Dans certaine contrée d'Angleterre, l'usage voulait autrefois que, lorsqu'un gentilhomme buvait à la santé du roi, il fit suivre son toast d'une sorte de sacrifice, par exemple, qu'il jetât dans le feu, quelque partie de sa parure ; et l'étiquette obligeait tous les convives présents à l'imiter, à livrer aux flammes la même partie de leurs vêtements, à sacrifier ce qu'il avait sacrifié.
Un jour que le baronnet sir Charles Sedley dînait en société, un plaisant de ses amis s'étant aperçu qu'il avait une très jolie cravate de dentelle, fit le sacrifice de la sienne en portant un toast au roi, et sir Charles, ainsi que le reste de la compagnie, fut obligé de suivre son exemple. L'amphitryon se borna à remarquer que la plaisanterie était fort bonne...
"Oui fort bonne, j'en conviens, mais j'aurai mon tour ! s'écria-t-il. J'aurai ma revanche !"
La semaine suivante, la même compagnie étant réunie à table, au moment de boire à la santé du roi, Sedley ordonna à un de ses domestiques d'aller dans le vestibule de la maison.

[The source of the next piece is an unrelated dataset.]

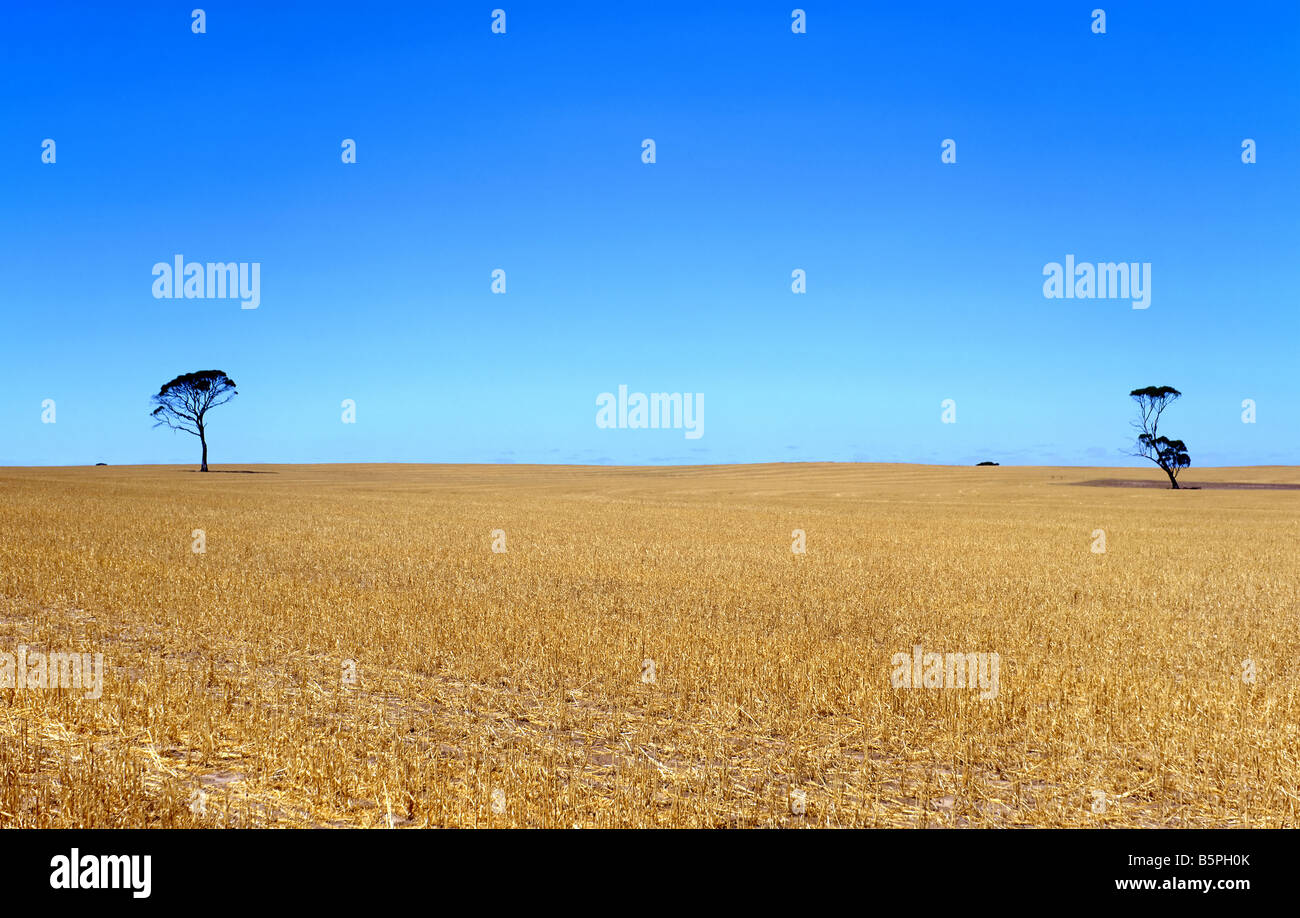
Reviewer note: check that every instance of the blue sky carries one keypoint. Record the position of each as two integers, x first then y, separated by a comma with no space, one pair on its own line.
775,151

"Vous y trouverez, ajouta-t-il, un homme à qui j'ai donné rendez-vous : vous nous l'aménerez."
Cet homme, que Sedley avait ainsi convoqué, était un dentiste, et à peine fut-il entré que le baronnet le pria de lui extirper une dent qui, depuis longtemps, le faisait beaucoup souffrir. La coutume et les règles du savoir-vivre exigeant de façon formelle que chaque convive se conformât à l'exemple de sir Charles, les assistants commencèrent par protester, se récrier, et supplier leur ami de leur permettre d'enfreindre l'étiquette ; mais sir Charles fut intraitable.
"Je vous ai prévenus que j'aurais ma revanche, répliquait-il. Je la veux !"
Et chacun des convives dut se résigner et confier sa mâchoire à l'opérateur.